Jornal de Notícias - 2008-05-29 - CLÁUDIA LUÍS


A "Viva+" foi conhecer as histórias dos vendedores do Bolhão e mostra-lhe alguns dos seus produtos. Sabia que aqui se vende chouriços de soja e pão sem glúten? O Bolhão é um mercado de surpresas.
As vendedoras do Mercado do Bolhão, no Porto, têm fama de ser anfitriãs carinhosas e atrevidas. É impossível passar pelas bancas sem ouvir um ternurento "quer alguma coisinha, meu amor?" a que custa dizer um redondo "não". Toda a gente conhece toda a gente. "Há famílias inteiras a trabalhar aqui", dizem, num lugar que, afinal, é uma só família.
A "Viva+" foi ouvir as histórias do Bolhão e descobriu olhos embargados de emoção, rugas cheias de segredos e uma cumplicidade invulgar. Às vezes, lá falhava a memória nos relatos de vidas de filhos e netos, mas logo surgia uma voz a precisar os acontecimentos que, sem serem seus, sabe-se de cor. "Somos uma família", dizem repetidamente. "A minha faculdade foi feita no Bolhão. Vim para aqui matar a fome aos meus irmãos e não tenho vergonha disso", diz uma voz entristecida por todos os ferros que lá foram colocar para segurar paredes e tectos e que "nunca voltaram para tirar".

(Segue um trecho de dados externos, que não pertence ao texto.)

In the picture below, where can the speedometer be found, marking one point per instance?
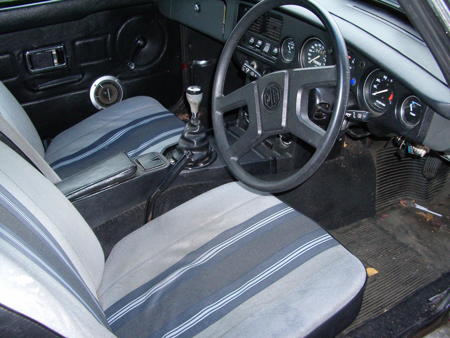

Os andaimes lá estão a sustentar um mercado com dezenas de bancas cobertas por panos floridos e empoeirados. Mas há muito mais no Bolhão do que a tristeza que o assolou, porque não há amargura que vingue num cenário tão rico em cores, aromas e histórias. Basta andar pelos corredores de flores, frutas e peixes para que uma dessas histórias venha ter connosco. "Está a ver isto?", diz uma senhora com uma fotografia polaroid pousada na mão. Aquilo era um registo de uma certa campanha eleitoral. Servia mais como prova do que como recordação. As filhas, ainda bebés, que criaram entre canastras de sardinhas e folhas de jornal, o "olho que botam" às bancas alheias para serem "umas para as outras", os piropos a freguesas embonecadas e a rapazes desprevenidos, as zangas que passam de uma madrugada para a outra, a essas - sim - chamam-lhes recordações.
As vendedoras do Bolhão fazem parte da cidade. Não há roteiro político, social, turístico ou televisivo que não lhes preste uma visita. Há clientes que já têm as compras habituais reservadas e embrulhadas num cantinho da banca. Hoje, no entanto, a maioria dos fregueses são os turistas de máquina fotográfica ao peito.